Biomedical ontologies play a vital role in healthcare information management, data integration, and decision support. Ontology quality assurance (OQA) is an indispensable part of the ontology engineering cycle. Most existing OQA methods are based on the knowledge provided within the targeted ontology. This paper proposes a novel cross-ontology analysis method, Cross-Ontology Hierarchical Relation Examination (COHeRE), to detect inconsistencies and possible errors in hierarchical relations across multiple ontologies. COHeRE leverages the Unified Medical Language System (UMLS) knowledge source and the MapReduce cloud computing technique for systematic, large-scale ontology quality assurance work. COHeRE consists of three main steps with the UMLS concepts and relations as the input. First, the relations claimed in source vocabularies are filtered and aggregated for each pair of concepts. Second, inconsistent relations are detected if a concept pair is related by different types of relations in different source vocabularies. Finally, the uncovered inconsistent relations are voted according to their number of occurrences across different source vocabularies. The voting result together with the inconsistent relations serve as the output of COHeRE for possible ontological change. The highest votes provide initial suggestion on how such inconsistencies might be fixed. In UMLS, 138,987 concept pairs were found to have inconsistent relationships across multiple source vocabularies. 40 inconsistent concept pairs involving hierarchical relationships were randomly selected and manually reviewed by a human expert. 95.8% of the inconsistent relations involved in these concept pairs indeed exist in their source vocabularies rather than being introduced by mistake in the UMLS integration process. 73.7% of the concept pairs with suggested relationship were agreed by the human expert. The effectiveness of COHeRE indicates that UMLS provides a promising environment to enhance qualities of biomedical ontologies by performing cross-ontology examination.

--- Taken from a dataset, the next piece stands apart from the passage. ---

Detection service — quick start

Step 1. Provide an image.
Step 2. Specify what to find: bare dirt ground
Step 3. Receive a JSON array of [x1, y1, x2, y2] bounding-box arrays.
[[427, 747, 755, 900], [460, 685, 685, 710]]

生物医学本体在医疗信息管理、数据集成和决策支持中发挥着至关重要的作用。本体质量保证(OQA)是本体工程周期中不可或缺的一部分。大多数现有的OQA方法是基于目标本体内提供的知识。本文提出了一种新颖的跨本体分析方法,即跨本体层次关系检查(COHeRE),以检测多个本体之间层次关系中的不一致性和可能的错误。COHeRE利用统一医学语言系统(UMLS)知识源和MapReduce云计算技术来进行系统的大规模本体质量保证工作。COHeRE以UMLS概念和关系为输入,包括三个主要步骤。首先,针对每对概念,对源词汇表中声明的关系进行筛选和汇总。其次,如果一个概念对在不同源词汇表中通过不同类型的关系相关联,则检测到不一致的关系。最后,根据不同源词汇表中出现的次数对发现的不一致关系进行投票。投票结果与不一致关系一起作为COHeRE的输出,用于可能的本体变更。得票最高的结果为如何修复此类不一致性提供了初步建议。在UMLS中,发现有138,987个概念对在多个源词汇表中存在不一致的关系。随机选择了40个涉及层次关系的不一致概念对,并由一位人类专家进行人工审核。这些概念对中涉及的不一致关系有95.8%确实存在于其源词汇表中,而不是在UMLS集成过程中错误引入的。人类专家同意73.7%的具有建议关系的概念对。COHeRE的有效性表明,UMLS通过进行跨本体检查为提高生物医学本体的质量提供了一个有前景的环境。